Hannah Collins was infected with a so-called brain-eating amoeba last month in Charleston County, according to an online fundraising page set up for her family. That information was confirmed Thursday morning by a family friend.

She is in the intensive care unit at Medical University of South Carolina in Charleston, the fundraising page and a Facebook page said. Hannah has been a student at Riverview, according to Facebook posts from friends and parents of classmates.

Riverview Charter School director Alison Thomas declined comment.

“The family appreciates the tremendous outpouring of love and support and asks that you continue to keep Hannah and her medical team in your thoughts and prayers,” family friend Kate Olin said in a statement provided on behalf of the family to The Beaufort Gazette and The Island Packet on Thursday.

Another family friend said the family is asking for privacy. Attempts to reach a family member have been unsuccessful.

Hannah is the daughter of a single mother in the medical field and has a little brother, the message on fundraising site GoFundMe said. The family is staying at the Ronald McDonald House, the message said.

Hannah won her division of the Colleton County Rice Pageant in April.
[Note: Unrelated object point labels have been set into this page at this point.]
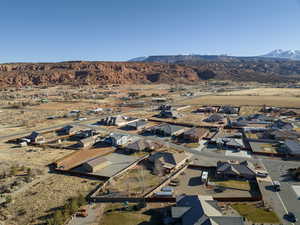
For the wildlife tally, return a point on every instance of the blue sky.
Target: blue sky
(111, 30)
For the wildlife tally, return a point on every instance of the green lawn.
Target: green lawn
(124, 218)
(128, 218)
(243, 185)
(256, 215)
(192, 145)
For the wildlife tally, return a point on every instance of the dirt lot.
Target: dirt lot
(31, 156)
(283, 101)
(150, 215)
(268, 92)
(190, 183)
(136, 181)
(33, 205)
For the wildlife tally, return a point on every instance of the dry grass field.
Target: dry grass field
(295, 92)
(280, 101)
(41, 199)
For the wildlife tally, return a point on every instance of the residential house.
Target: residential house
(207, 109)
(87, 142)
(165, 162)
(195, 134)
(281, 135)
(166, 129)
(136, 125)
(196, 210)
(165, 107)
(293, 148)
(228, 110)
(168, 114)
(35, 138)
(68, 130)
(117, 139)
(143, 145)
(117, 120)
(84, 134)
(288, 113)
(245, 170)
(267, 109)
(214, 118)
(280, 124)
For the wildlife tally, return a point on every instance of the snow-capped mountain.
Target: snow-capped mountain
(279, 53)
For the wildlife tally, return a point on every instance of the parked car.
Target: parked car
(291, 217)
(262, 174)
(82, 212)
(81, 119)
(276, 185)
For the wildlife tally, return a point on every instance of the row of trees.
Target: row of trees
(61, 215)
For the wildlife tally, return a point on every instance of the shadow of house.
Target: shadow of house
(240, 170)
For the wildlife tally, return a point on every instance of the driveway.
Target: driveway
(94, 214)
(278, 171)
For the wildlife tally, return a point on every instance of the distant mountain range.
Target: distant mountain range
(277, 54)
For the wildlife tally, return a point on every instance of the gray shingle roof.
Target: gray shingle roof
(293, 147)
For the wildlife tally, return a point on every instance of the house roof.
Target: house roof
(234, 142)
(88, 140)
(214, 118)
(196, 132)
(192, 211)
(117, 136)
(171, 158)
(96, 161)
(241, 168)
(279, 124)
(168, 128)
(33, 135)
(137, 124)
(227, 220)
(142, 144)
(228, 109)
(293, 147)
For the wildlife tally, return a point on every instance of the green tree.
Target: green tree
(58, 218)
(81, 200)
(73, 205)
(13, 170)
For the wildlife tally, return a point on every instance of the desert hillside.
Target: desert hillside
(101, 73)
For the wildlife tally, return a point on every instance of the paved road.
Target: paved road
(278, 171)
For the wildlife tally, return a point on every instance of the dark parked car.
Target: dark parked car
(291, 217)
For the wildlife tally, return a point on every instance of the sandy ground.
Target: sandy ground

She was crowned queen amongst several contestants in the Young Miss age group for girls ages 10 to 12, pageant director Ann Drawdy said.

“A precious little girl, a precious child,” Drawdy said. “She's a very sweet child and humble and very appreciative.”
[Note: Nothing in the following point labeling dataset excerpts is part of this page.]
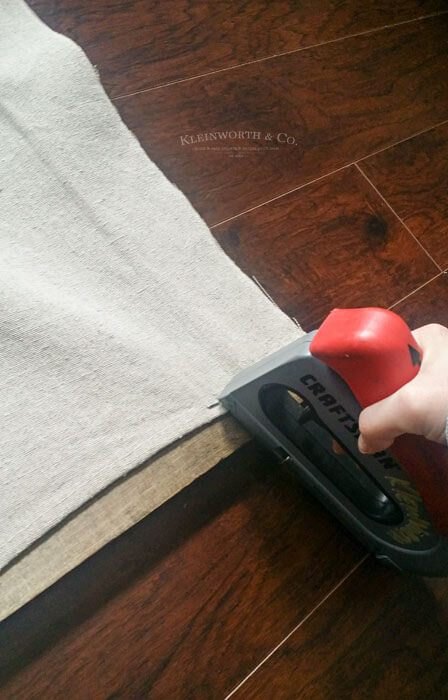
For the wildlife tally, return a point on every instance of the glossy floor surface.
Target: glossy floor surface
(313, 138)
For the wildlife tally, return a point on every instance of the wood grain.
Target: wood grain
(332, 243)
(427, 305)
(338, 102)
(144, 43)
(380, 636)
(412, 177)
(187, 601)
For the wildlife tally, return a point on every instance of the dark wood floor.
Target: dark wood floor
(242, 582)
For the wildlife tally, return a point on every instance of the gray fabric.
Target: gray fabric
(121, 318)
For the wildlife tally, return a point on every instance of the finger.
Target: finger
(382, 422)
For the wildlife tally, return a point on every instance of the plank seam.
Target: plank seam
(365, 32)
(300, 624)
(390, 207)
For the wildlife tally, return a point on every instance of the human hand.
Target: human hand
(419, 407)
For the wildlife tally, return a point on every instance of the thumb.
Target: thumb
(382, 422)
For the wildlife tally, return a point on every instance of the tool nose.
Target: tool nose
(372, 349)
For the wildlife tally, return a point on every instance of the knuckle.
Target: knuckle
(409, 406)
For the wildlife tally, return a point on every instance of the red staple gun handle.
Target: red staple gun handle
(375, 353)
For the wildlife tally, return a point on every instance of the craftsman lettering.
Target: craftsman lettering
(330, 402)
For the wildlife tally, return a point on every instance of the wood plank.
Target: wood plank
(427, 305)
(187, 601)
(115, 510)
(339, 102)
(381, 635)
(412, 177)
(332, 243)
(144, 43)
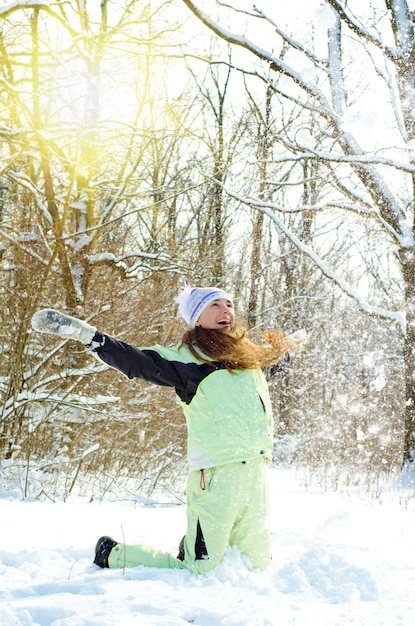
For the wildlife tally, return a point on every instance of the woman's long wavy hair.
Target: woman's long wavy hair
(236, 350)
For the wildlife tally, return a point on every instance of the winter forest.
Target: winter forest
(266, 149)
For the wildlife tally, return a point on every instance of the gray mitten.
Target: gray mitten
(56, 323)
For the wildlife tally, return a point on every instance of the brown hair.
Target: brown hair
(236, 350)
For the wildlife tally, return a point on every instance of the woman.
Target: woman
(216, 372)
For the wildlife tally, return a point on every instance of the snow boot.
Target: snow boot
(102, 551)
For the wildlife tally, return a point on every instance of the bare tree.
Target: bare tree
(364, 177)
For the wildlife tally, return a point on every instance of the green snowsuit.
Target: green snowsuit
(230, 432)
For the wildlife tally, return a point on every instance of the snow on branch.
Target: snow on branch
(359, 30)
(274, 62)
(397, 316)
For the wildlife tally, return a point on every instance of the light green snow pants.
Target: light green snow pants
(228, 505)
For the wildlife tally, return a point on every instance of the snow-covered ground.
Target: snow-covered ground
(339, 560)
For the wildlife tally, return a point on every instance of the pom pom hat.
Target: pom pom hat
(193, 300)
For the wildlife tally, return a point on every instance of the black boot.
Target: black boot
(102, 551)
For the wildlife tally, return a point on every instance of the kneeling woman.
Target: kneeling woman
(216, 372)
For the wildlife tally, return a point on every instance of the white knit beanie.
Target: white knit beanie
(193, 300)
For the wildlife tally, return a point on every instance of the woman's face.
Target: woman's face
(218, 315)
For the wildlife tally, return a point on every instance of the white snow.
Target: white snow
(339, 560)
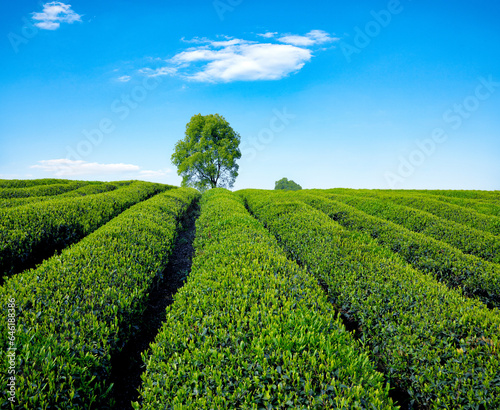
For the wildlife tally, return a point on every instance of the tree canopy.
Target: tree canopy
(286, 184)
(206, 157)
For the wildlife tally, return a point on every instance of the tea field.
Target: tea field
(311, 299)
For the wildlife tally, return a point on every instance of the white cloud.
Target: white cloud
(54, 14)
(234, 59)
(153, 174)
(312, 38)
(267, 35)
(67, 167)
(158, 71)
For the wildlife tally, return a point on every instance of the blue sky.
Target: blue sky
(366, 94)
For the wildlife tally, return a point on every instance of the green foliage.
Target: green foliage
(77, 309)
(90, 189)
(41, 190)
(488, 207)
(32, 232)
(287, 185)
(206, 157)
(251, 329)
(469, 240)
(451, 212)
(477, 277)
(25, 183)
(430, 340)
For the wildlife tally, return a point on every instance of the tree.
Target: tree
(206, 157)
(287, 185)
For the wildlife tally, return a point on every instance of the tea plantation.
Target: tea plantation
(310, 299)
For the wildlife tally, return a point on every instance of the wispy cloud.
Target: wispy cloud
(66, 167)
(54, 14)
(157, 72)
(234, 59)
(268, 35)
(314, 37)
(154, 174)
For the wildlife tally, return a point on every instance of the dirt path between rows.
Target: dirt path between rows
(128, 365)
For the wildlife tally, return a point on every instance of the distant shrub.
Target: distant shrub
(287, 185)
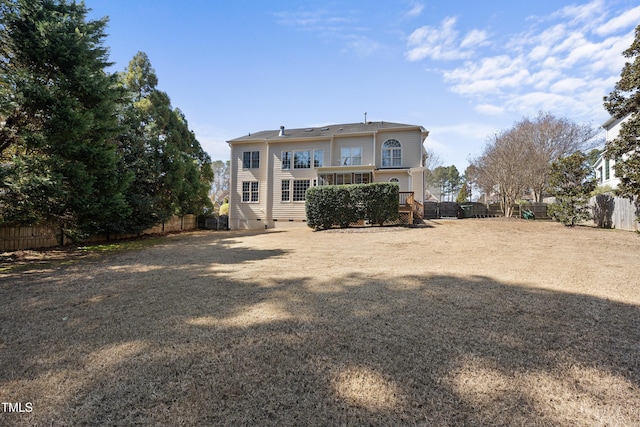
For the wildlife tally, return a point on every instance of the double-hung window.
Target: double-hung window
(318, 158)
(286, 160)
(302, 159)
(299, 189)
(250, 159)
(286, 190)
(391, 153)
(250, 192)
(351, 156)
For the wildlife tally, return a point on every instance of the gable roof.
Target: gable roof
(327, 131)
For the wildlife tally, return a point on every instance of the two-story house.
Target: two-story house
(271, 170)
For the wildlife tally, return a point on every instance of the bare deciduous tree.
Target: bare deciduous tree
(548, 138)
(499, 169)
(518, 160)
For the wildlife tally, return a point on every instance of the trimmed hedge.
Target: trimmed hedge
(341, 205)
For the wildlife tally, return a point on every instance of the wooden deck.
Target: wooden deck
(409, 206)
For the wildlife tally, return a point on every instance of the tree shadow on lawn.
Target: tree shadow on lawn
(114, 343)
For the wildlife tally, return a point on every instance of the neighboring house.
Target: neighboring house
(605, 168)
(271, 170)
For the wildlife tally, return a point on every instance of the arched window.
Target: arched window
(391, 153)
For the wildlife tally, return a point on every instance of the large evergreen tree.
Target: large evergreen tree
(624, 101)
(58, 114)
(571, 181)
(172, 174)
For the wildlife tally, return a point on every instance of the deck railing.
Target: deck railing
(408, 204)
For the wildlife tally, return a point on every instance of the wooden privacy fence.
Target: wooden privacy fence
(434, 210)
(23, 238)
(615, 212)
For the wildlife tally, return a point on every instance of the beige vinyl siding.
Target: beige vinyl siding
(411, 142)
(284, 211)
(248, 215)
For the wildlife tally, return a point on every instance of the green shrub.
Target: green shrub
(341, 205)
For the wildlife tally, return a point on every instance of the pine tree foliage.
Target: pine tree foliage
(624, 102)
(172, 174)
(571, 182)
(59, 118)
(80, 148)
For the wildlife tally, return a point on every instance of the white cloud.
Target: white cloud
(568, 85)
(416, 9)
(628, 19)
(474, 38)
(589, 12)
(331, 25)
(489, 109)
(564, 63)
(436, 42)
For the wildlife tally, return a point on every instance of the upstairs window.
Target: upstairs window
(250, 159)
(391, 154)
(318, 158)
(250, 192)
(286, 160)
(299, 189)
(351, 156)
(302, 159)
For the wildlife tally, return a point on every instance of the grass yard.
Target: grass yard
(471, 322)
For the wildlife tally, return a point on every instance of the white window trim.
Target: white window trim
(391, 157)
(282, 160)
(350, 157)
(293, 159)
(250, 192)
(321, 158)
(293, 187)
(290, 191)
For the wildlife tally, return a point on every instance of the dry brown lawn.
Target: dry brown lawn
(471, 322)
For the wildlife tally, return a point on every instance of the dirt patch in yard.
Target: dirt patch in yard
(470, 322)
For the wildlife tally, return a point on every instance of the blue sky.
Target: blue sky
(463, 69)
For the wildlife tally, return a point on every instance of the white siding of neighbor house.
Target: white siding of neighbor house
(248, 215)
(411, 143)
(285, 211)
The hospital said it had no record of a patient by that name when contacted Wednesday afternoon. A family request or other circumstance could have kept the patient confidential, a hospital employee said.

A Facebook page has provided updates from the family on Hannah’s condition.

“This mornings report is that the brain pressure is the highest and is threatening her life,” the most recent post said Thursday morning. “Our family is together with her mother, myself, grandparents and family friends. We know you are with us, too. Thank you for your continued hopes and prayers and keep them coming.”

A post on the page late Wednesday night said “extreme measures are being taken in efforts to stop this evil amoeba.”

Another message posted Wednesday afternoon said Hannah was undergoing an MRI to evaluate inflammation, awaiting results from spinal-fluid tests and that brain swelling was fluctuating.

The S.C. Department of Health and Environmental Control confirmed in a news release Tuesday someone had been exposed the organism Naegleria fowleri while swimming on the Edisto River in Charleston County on July 24. The amoeba is common in warm-water lakes, rivers and streams but infection is rare, the release said.

DHEC did not identify the patient.

To be infected, a person must jump in the water feet-first and have water enter their nose with enough force that the amoeba reaches the brain, epidemiologist Dr. Linda Bell said in the release. The amoeba usually dies before the person is infected, Bell said.

A drug twice successful in treating the disease was rushed in from Orlando this week to treat the patient.

“We have all the meds from the (Centers for Disease Control and Prevention) but we need a miracle,” Hannah’s aunt, Caroline Crockett, said in a statement on the GoFundMe page.

The GoFundMe campaign had raised almost $17,000 as of 3 p.m. Thursday. The post had been shared more than 1,800 times.